What Does the Public Think About Markets, About Government, and About Corporate Favoritism?

Last March, my colleagues and I published “A Culture of Favoritism: Corporate Privilege and Beliefs about Markets and Government.” Using data gleaned from a public opinion survey of 500 American business leaders, the study explored those leaders’ experience with and perceptions of government favoritism.

This week I released a short follow-up paper that presents some additional data derived from a wider sample including 500 additional respondents. These are folks who, when surveyed, were not necessarily business leaders and therefore were left out of the original study. In contrast with “A Culture of Favoritism,” this new paper eschews regression analysis and presents the raw descriptive data in an attempt to offer easily interpretable results.

For those who consider themselves free market advocates, the original findings may have been disquieting.  We found that most business leaders (about 61 percent) thought that their firms were privileged by government policy in some way or another.

Moreover, we found that compared with other business leaders, those leaders who work for privileged firms have systematically different and often contradictory attitudes toward markets, government, and favoritism itself.
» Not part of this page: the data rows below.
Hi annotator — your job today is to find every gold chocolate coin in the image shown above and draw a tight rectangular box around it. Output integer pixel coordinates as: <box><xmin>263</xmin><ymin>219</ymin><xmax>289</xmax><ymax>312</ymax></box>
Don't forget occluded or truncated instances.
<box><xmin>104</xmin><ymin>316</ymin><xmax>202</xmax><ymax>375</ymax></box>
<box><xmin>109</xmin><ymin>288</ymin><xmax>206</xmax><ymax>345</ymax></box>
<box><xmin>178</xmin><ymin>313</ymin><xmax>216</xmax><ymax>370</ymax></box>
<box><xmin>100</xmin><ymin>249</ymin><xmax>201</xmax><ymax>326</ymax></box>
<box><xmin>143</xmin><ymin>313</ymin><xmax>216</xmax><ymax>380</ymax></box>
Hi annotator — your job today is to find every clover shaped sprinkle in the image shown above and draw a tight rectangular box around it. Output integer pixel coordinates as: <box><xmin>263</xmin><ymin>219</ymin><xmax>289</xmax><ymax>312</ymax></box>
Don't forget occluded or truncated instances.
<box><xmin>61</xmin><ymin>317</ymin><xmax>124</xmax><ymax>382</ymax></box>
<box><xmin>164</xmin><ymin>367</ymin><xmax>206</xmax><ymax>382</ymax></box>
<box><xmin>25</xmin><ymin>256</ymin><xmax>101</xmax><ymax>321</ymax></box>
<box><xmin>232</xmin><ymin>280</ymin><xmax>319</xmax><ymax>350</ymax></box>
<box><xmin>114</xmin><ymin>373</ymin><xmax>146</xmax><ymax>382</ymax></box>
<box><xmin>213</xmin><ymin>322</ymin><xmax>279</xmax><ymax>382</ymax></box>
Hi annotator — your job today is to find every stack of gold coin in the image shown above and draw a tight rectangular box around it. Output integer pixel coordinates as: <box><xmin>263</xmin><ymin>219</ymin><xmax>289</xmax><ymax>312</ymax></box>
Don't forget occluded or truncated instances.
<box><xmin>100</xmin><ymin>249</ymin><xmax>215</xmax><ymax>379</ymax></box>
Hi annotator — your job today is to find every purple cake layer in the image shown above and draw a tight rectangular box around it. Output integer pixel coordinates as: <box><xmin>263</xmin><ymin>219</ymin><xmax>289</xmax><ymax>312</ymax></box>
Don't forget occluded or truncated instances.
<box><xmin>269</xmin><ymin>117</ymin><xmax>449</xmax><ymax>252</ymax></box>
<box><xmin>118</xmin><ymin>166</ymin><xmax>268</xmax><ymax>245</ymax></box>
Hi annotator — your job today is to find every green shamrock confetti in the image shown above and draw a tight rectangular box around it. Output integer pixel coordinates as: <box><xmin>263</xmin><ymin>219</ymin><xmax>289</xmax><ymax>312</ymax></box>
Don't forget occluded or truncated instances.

Compared with other business leaders, those at privileged firms were:

  • more likely to say that markets should be free in the abstract, but less likely to say that the US market should be made freer,
  • more likely to believe that competition is unfair to business,
  • more likely to approve of government intervention in markets,
  • more likely to approve of favoritism, and
  • more likely to think that favoritism is compatible with free enterprise.

While the original study suggested that exposure to or awareness of favoritism is associated with greater skepticism of markets, the new paper highlights the fact that, even so, the general public still has a fairly positive view of markets.

Among other things, I report:

  • most respondents generally support a free market (though they are reluctant to make the current US market freer),
  • most respondents generally believe that the freer a market is, the more likely it is to serve the public,
  • most respondents reject the notion that competition is unfair to industry,
  • most respondents reject favoritism,
  • most do not rank government assistance or knowledge of influential policymakers as the most-important factors in business success, and
  • most respondents understand that favoritism is incompatible with free enterprise.

The new paper also includes some charts that contrast business leader attitudes with those of the general public. Among the general public, about 76 percent disapprove of the notion that governments in the United States should favor particular firms or industries. Among business leaders at privileged firms, opposition to favoritism is weaker with just 61 percent disapproving it. Among business leaders at non-privileged firms, however, fully 84 percent disapprove of favoritism. These numbers suggest that those business leaders in non-privileged firms may be reliable advocates for the elimination of government-granted privilege.

Together, the studies suggest that both the general population and business leaders support a free market and oppose government favoritism. Experience with or awareness of favoritism, however, tends to be associated with less support for the expansion of economic freedom and weaker opposition to favoritism.